Locus: (source from GenBank) the locus name of the nucleotide sequence.
15.
SRA_Accession: (source from GenBank) NCBI SRA Accession of the nucleotide sequence.
16.
Submitters: (source from GenBank) submitters of the nucleotide sequence.
17.
Sequence_Type: (source from GenBank) whether the nucleotide sequence is a reference sequence (recorded as “RefSeq”) or a non-reference sequence (recorded as “GenBank”).
18.
BioSample: (source from GenBank) NCBI BioSample Accession of the nucleotide sequence.
19.
GenBank_Title: (source from GenBank) the field “DEFINITION” of NCBI GenBank database of the sequence.
20.
Genotype: (source from GenBank) genotype of the nucleotide sequence.
21.
Segment: (source from GenBank) segment identifier of the nucleotide sequence.
22.
Unified_Segment_Number: (customized field) renumbering of the field Segment. Each segment is assigned a new number from 1. Segment of the unsegmented virus is assigned as 1.

Host Information
23.
Host_Species: (customized field) the species of the dead-end host of the virus.
24.
Host_Genus: (customized field) the genus of the dead-end host of the virus.
25.
Host_Family: (customized field) the family of the dead-end host of the virus.
26.
Host: (source from GenBank) the field from the NCBI GenBank database that represents dead-end host or vectors.

Biosafety Information
27.
Recommended_BSL: (customized field) recommended biosafety level of laboratory to research the virus (recorded as “2”, “3”, “4”, “NAV”).
28.
BMBL_Recommended_BSL: (source from BMBL) BMBL recommended biosafety level of laboratory to research the virus (recorded as “2”, “2 with 3 practices”, “2b”, “3”, “3a”, “3b”, “4”, “NAV”).
29.
Basis_of_Rating: (source from BMBL) risk assessment of the virus (recorded as “A1”, “A2”, “A3”, “A4”, “A7”, “IE”, “S”, “NAV”).
30.
Antigenic_Group: (source from BMBL) the antigenic group of the virus.
31.
Isolated: (customized field) whether the virus has been isolated (“Yes” or “No”).

Source Information
32.
Latitude_and_Longitude: (source from GenBank) longitude and latitude of the virus isolation source.
33.
State_or_Province: (customized field) state or provincial administrative unit of the virus source.
34.
Geo_Location: (source from GenBank) geographical position of the virus source.
35.
Country_or_Region: (customized field) the country or region of the virus source.
36.
Isolation_Source: (source from GenBank) the organism which the virus was collected from.
37.
Collection_Date: (source from GenBank) the date that the virus was collected.
38.
Submit_Date: (source from GenBank) the date that the virus was submitted.
39.
Release_Date: (source from GenBank) the date that the virus was released or last modified.

References
40.
Publications: (customized field) the number of publications and literature covering the specific virus research.
41.
Accession_URL: (customized field) the DOI leading directly to the GenBank source.

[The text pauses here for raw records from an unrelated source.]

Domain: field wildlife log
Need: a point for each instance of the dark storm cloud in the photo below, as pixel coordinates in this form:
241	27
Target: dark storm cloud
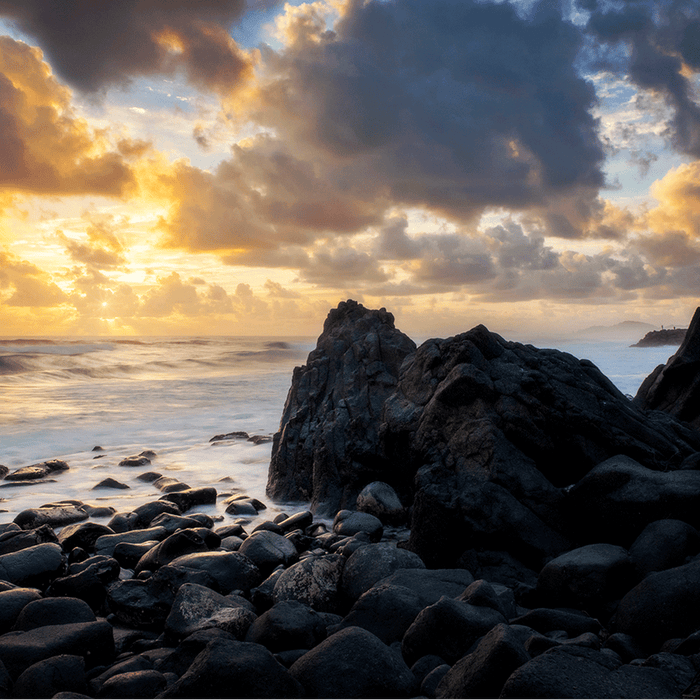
451	105
660	37
94	43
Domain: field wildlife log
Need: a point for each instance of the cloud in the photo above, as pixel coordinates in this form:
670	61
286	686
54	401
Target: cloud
96	44
44	147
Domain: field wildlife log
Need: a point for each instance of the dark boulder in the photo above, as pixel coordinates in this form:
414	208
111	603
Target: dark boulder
225	669
675	386
34	566
483	673
353	663
45	678
327	449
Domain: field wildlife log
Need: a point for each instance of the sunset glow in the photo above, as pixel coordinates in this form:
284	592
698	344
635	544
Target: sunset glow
223	168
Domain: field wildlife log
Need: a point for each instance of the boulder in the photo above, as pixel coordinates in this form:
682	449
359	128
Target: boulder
93	641
65	672
33	566
675	386
448	629
353	663
619	497
374	562
328	447
483	673
314	581
288	625
242	668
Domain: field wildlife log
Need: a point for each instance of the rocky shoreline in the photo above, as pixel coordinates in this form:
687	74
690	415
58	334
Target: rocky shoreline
506	524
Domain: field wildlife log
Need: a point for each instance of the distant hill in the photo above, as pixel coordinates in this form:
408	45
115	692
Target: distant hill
625	330
666	336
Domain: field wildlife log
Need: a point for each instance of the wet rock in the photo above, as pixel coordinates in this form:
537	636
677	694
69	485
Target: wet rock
110	483
313	581
353	663
267	550
675	386
483	673
37	471
348	523
380	499
177	545
196	607
189	498
12	602
248	668
448	629
232	571
65	672
587	577
328	447
664	544
91	640
57	516
664	605
374	562
82	535
53	611
34	566
134	684
571	671
106	543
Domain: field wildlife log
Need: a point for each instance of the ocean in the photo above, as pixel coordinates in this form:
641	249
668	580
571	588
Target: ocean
61	398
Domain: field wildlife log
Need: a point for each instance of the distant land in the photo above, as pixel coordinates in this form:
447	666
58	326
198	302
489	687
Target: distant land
666	336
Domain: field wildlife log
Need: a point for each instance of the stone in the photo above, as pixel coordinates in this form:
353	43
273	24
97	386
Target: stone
287	625
82	535
232	571
37	471
53	611
32	567
374	562
189	498
148	683
618	498
664	544
248	669
663	605
327	449
382	501
314	581
12	602
268	550
483	673
587	577
353	663
675	386
93	641
348	523
196	607
448	629
56	516
65	672
569	671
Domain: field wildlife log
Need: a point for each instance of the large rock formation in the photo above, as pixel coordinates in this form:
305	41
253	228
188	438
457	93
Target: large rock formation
482	436
327	449
675	386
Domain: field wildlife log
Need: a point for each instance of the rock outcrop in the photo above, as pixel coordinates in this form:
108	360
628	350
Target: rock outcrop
675	386
481	436
327	449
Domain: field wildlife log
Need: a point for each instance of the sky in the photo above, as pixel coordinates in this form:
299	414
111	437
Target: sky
233	167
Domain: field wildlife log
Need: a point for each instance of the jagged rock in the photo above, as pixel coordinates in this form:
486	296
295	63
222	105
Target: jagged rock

The nucleotide sequences file and amino acid sequences file are standard FASTA files. Each sequence information consists of two lines, header and content. The header contains two types of information, locus and accession, split by ‘|’. Content is a specific nucleic acid or amino acid sequence. The detailed definitions of the fields in the header are as follows:

1.
Locus: (source from GenBank) NCBI GenBank LOCUS ID of the nucleotide sequence.
2.
Accession: (source from GenBank) NCBI GenBank Accession of the nucleotide sequence.
3.
Protein_ID: (source from GenBank) a protein sequence identification number (for amino acid sequences file).

Technical Validation

This dataset collected 101,094 records (805 viruses) from 615 arboviruses and 190 ASVs derived from 849,062 GenBank records (25,591 viruses), that were submitted and released from 1988 to 2022. All records were collected and processed by two members of the team with the other three members tasked with cross-checking and confirming, and all uncertain or discrepant records were discussed separately.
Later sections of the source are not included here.